I was recently able to revisit this work and implement a better fix. Now a
trap table is generated that will by default jump to an address+offset that
represents the firmware trap table. Basically, each entry in the new trap table points to the same entry in the firmware trap table. So when a trap is caught, it will go to the new trap table, which will then jump to the correct trap entry in the firmware's trap table. RTEMS can overwrite this default behavior by installing new trap handlers, thus preventing the jump to the original trap table.

RTEMS is able to install user ISRs to the new trap table as expected, and any non-overridden trap handler will vector to the firmware trap table. This means that the firmware trap table is no longer copied but can still be used, while new traps can be installed by RTEMS in order to support user-defined interrupt handlers.

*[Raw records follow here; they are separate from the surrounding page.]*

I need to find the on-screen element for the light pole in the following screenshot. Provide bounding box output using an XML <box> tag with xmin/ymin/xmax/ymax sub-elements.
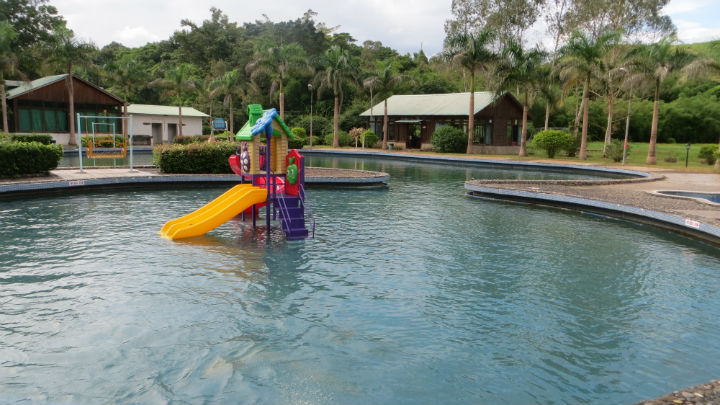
<box><xmin>308</xmin><ymin>83</ymin><xmax>312</xmax><ymax>149</ymax></box>
<box><xmin>620</xmin><ymin>67</ymin><xmax>632</xmax><ymax>166</ymax></box>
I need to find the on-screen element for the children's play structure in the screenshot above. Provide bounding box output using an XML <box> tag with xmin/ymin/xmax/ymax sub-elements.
<box><xmin>160</xmin><ymin>104</ymin><xmax>315</xmax><ymax>240</ymax></box>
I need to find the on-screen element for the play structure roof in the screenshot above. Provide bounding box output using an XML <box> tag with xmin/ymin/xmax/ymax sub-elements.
<box><xmin>235</xmin><ymin>104</ymin><xmax>295</xmax><ymax>141</ymax></box>
<box><xmin>360</xmin><ymin>91</ymin><xmax>517</xmax><ymax>117</ymax></box>
<box><xmin>128</xmin><ymin>104</ymin><xmax>209</xmax><ymax>118</ymax></box>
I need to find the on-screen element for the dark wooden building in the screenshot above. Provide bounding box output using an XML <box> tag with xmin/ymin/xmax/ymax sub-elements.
<box><xmin>360</xmin><ymin>91</ymin><xmax>522</xmax><ymax>154</ymax></box>
<box><xmin>7</xmin><ymin>74</ymin><xmax>123</xmax><ymax>144</ymax></box>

My current solution still requires the MMU support for installing the new trap table's TLB mapping, but it seems to be reliable so far and has improved the robustness of sun4u test cases. Installing new trap entries for all of the common-case traps would be a good improvement from here, since it would reduce the reliance of the port on the correctness of the firmware code. It also might be worthwhile to use the same mechanism on the niagara port. For now, though, I am satisfied with my solution.

Posted in hacking, RTEMS, work | No comments

Sunday, 14 November 2010

RTEMS Modular Task Scheduler

Posted on 15:19 by Unknown

As I mentioned in my last post, this past summer I participated in the Google Summer of Code by working on the RTEMS project. I have hopefully ironed out the last few small details that prevented the basic infrastructure that I developed from being accepted into the RTEMS code base. In this post I describe the design of the new scheduler, and also comment on some of the problems that I faced when merging the work. At the end of the post is a list of remaining work for this project.

Pre-existing RTEMS Scheduler

New Modular Scheduler
Scheduler Control Structure
Ready Queue Encapsulation
Per-Thread Metadata
Scheduler Operations Table
Configuring the Scheduler

Merging the New Scheduler
Short-circuit Evaluation
PowerPC overheads

Open Issues
Improper Encapsulation
Interrupt Service Routine (ISR) Latency
Documentation
Configuration
New Technologies

Pre-existing RTEMS Scheduler

A structure of chains called the ready chains is used by the scheduler to manage the set of ready tasks and assign the highest priority task to the CPU. The ready queue is implemented as a 256-element array of FIFO lists. Every element (list) of the array represents a priority level. The zero level designates the highest priority. Tasks with equivalent priorities are placed on the same FIFO list associated with their priority level. The highest priority task is the first one in the first non-empty priority-level FIFO list from the beginning of the ready queue.

Finding the highest priority task would be time-consuming using linear search for the first non-empty FIFO list. Therefore, a 256-bit bitfield is maintained in which every non-empty FIFO list has a set bit corresponding to its priority level. The search is a two level lookup with a scan of only 16 bits at a time required. Two scans are performed. The first scan is the "major" portion of the priority (e.g. upper nibble) and the second scan scans the 16-bits associates with that range of priorities to determine the "minor" portion (e.g. lower nibble). This bitfield scanning is handled by low-level cpu dependent instructions or highly optimized portable C when special instructions are not available. Thus the first non-empty list can be found efficiently and in a fixed length of execution time. Note that the executing task remains in the ready queue. A task is removed from the ready queue only when it terminates or becomes blocked.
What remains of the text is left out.